En mai, des avocats ont organisé plusieurs sit-in afin de protester contre une nouvelle loi instaurant un Institut supérieur des avocats. Ils dénonçaient le fait que le Parlement examinait cette loi sans prendre en compte les conclusions de la consultation menée avec l’Ordre des avocats, ainsi que le prévoyait la convention entre l’Union européenne et la Tunisie sur le financement de la réforme du système judiciaire. Cet institut, placé sous le contrôle des ministères de la Justice et de l’Enseignement supérieur, serait chargé de la formation des futurs avocats, une mission qui incombait auparavant à l’Ordre des avocats et à l’Association des magistrats tunisiens (AMT). Les avocats se sont opposés à cette loi en faisant valoir qu’elle portait atteinte à l’indépendance de la justice. Bon nombre d’entre eux ont été agressés par des policiers au cours des sit-in.
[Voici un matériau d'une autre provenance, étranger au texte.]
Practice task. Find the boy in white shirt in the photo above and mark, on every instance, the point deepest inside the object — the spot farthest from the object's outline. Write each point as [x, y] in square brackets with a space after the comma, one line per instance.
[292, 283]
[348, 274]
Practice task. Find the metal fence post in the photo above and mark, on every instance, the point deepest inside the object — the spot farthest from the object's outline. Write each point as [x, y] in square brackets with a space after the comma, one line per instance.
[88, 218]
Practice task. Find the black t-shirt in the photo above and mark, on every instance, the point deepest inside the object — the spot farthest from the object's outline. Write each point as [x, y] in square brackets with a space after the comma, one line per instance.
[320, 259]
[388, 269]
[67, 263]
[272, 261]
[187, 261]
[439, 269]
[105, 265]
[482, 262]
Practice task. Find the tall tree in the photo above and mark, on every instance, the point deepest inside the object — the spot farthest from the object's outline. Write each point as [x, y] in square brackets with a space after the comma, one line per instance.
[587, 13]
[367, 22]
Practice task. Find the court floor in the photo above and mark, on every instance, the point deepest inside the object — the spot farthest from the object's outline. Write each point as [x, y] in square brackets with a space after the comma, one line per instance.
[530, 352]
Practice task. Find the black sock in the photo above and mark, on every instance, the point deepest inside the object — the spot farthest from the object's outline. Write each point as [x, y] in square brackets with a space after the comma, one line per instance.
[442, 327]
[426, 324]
• En septembre, Wassila Kaabi, juge et membre du conseil exécutif de l’AMT, a été empêchée de se rendre en Hongrie, où elle devait participer à une réunion de l’Union internationale des magistrats. Aux termes de la loi tunisienne, les juges doivent obtenir l’autorisation du secrétaire d’État à la Justice pour se rendre à l’étranger.
Prisonniers d’opinion
Comme les années précédentes, les opposants et les détracteurs du gouvernement risquaient d’être emprisonnés, harcelés et menacés pour avoir exprimé pacifiquement leurs opinions.
• Mohammed Abbou, un prisonnier d’opinion, a effectué plusieurs grèves de la faim pour protester contre son maintien en détention et les mauvais traitements qui lui étaient infligés par les responsables de la prison d’El Kef. Son épouse et ses enfants ont été harcelés et intimidés à plusieurs reprises par des policiers postés en permanence devant leur domicile de Tunis. En novembre, Mohammed Abbou a été transféré à l’hôpital d’El Kef pour subir des examens néphrologiques. En décembre, son épouse Samia, ainsi que Samir Ben Amor, un avocat, Moncef Marzouki, une personnalité de l’opposition, et Slim Boukhdir, un journaliste, ont tenté de lui rendre visite en prison. Ils ont été interceptés neuf fois par la police sur la route reliant Tunis à El Kef, officiellement pour une vérification de leur identité et des papiers du véhicule. Un peu plus tard, alors qu’ils sortaient d’un restaurant d’El Kef, ils ont été agressés par une cinquantaine d’hommes, de femmes et de jeunes gens qui les ont insultés, malmenés et frappés à coups de poing tout en crachant sur eux. Ils ont réussi à échapper à leurs agresseurs et à rejoindre leur véhicule. D’autres personnes les auraient encore agressés à leur arrivée à la prison, les empêchant ainsi d’atteindre l’entrée du bâtiment. Ces attaques ont eu lieu en présence de policiers qui n’ont rien fait pour protéger les victimes ni pour appréhender les agresseurs.
Visites d’Amnesty International
Des délégués d’Amnesty International se sont rendus en Tunisie en juillet. Ils ont rencontré des défenseurs des droits humains et des responsables gouvernementaux, ainsi que des représentants d’États de l’Union européenne.